Le jury a été très raisonnable, "depuis la mi-mars, quand j'ai essayé de trouver une idée pour surmonter ce moment dramatique" : Outre la soprano frioulane, il y a des organisateurs de théâtre et des experts de renom, d'Angelo Gabrielli de Stage Door à Enrico Stinchelli de la "Barcaccia" de Radio3, du critique Andrea Merli (l'Impiccione Viaggiatore, toujours de la "Barcaccia") à l'enseignante Cristina Bersanelli, du directeur artistique du Donizetti Opera Francesco Micheli aux responsables de casting et aux directeurs de théâtres italiens et étrangers. "Plus qu'un jury", déclare Andrea Merli, qui a créé pour l'occasion un prix spécial baptisé "Impiccione Viaggiatore" (500 euros) réservé aux plus créatifs, "est une plateforme internationale hyper-expansive, utile aussi pour l'après. Nous sommes dans un moment historique, un tournant dans tout. Ce concours est une solution alternative aux concours traditionnels : plus de visibilité, moins de coûts".

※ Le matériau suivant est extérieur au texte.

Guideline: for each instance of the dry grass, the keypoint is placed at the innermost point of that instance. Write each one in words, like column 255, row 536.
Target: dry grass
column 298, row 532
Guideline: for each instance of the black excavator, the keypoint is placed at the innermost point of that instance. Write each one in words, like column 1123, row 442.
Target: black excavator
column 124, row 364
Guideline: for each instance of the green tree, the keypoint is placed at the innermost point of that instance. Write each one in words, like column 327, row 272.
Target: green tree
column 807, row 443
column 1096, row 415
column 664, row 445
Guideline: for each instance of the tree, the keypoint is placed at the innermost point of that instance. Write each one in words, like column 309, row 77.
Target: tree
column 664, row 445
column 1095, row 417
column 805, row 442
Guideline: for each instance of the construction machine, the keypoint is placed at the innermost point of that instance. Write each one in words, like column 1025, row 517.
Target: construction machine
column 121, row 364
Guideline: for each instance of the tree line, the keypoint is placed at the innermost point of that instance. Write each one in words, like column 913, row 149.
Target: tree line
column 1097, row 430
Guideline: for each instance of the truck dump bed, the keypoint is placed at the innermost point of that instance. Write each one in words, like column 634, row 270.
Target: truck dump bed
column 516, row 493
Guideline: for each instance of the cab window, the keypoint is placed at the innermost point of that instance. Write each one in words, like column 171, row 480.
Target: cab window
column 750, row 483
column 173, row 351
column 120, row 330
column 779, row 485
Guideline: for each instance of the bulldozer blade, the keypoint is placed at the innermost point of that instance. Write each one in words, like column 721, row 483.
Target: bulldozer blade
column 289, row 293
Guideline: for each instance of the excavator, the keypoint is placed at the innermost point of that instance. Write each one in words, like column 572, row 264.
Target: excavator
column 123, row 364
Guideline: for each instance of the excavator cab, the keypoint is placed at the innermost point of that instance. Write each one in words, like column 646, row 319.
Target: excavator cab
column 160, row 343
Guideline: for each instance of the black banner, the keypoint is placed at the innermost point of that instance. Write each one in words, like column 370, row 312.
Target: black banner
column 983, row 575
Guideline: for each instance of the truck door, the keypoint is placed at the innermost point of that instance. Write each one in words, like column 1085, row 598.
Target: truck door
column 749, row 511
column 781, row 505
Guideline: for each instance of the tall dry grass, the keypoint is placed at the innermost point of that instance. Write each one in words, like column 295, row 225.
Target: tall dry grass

Une solution alternative, donc, et pour une raison simple. Il ne s'agit pas de "chanter une chanson et d'envoyer une vidéo", comme l'explique Fiorenza Cedolins : « J'enseigne en ligne depuis longtemps, même avec mes étudiants chinois enfermés en quarantaine, ou avec ceux de Barcelone : j'utilise Skype ou WhatsApp, ou We Chat, et entre autres choses j'obtiens des résultats étonnants, il suffit d'un engagement et de la bonne volonté. Non, ici nous demandons plus. Vous avez besoin de donner une preuve de créativité, en tant qu'acteur-chanteur ». Après la crise, "ce modèle restera, j'en suis sûr. Elle ouvre de nouvelles voies créatives et s'adresse à un public plus large. Je pense avant tout aux plus jeunes, aux adolescents. C'est pourquoi j'apprends aussi à utiliser Tik Tok. Pour voir une des vidéos, cliquer sur Concours en ligne Fiorenza Cedolins
De nouveaux talents seront également découverts de cette manière. Cedolins nous parle de sa "grande émotion" d'avoir "découvert" un jeune ténor prometteur qui lui a envoyé une vidéo depuis Nembro ((Une petite ville de 11000 habitants, au nord de Bergame qui a lourdement payé sa dîme à l’épidémie)), dans l'œil du cyclone-épidémie. Alors qu'un berger des Madonies, en Sicile ((Parc naturel régional des Madonies, entre Palerme et Cefalù)), qui, à peine plus de vingt ans, vit parmi les vaches et étudie le chant pour éduquer sa belle voix de baryton-basse, a "réchauffé le cœur de Merli". Oui, tout cela restera.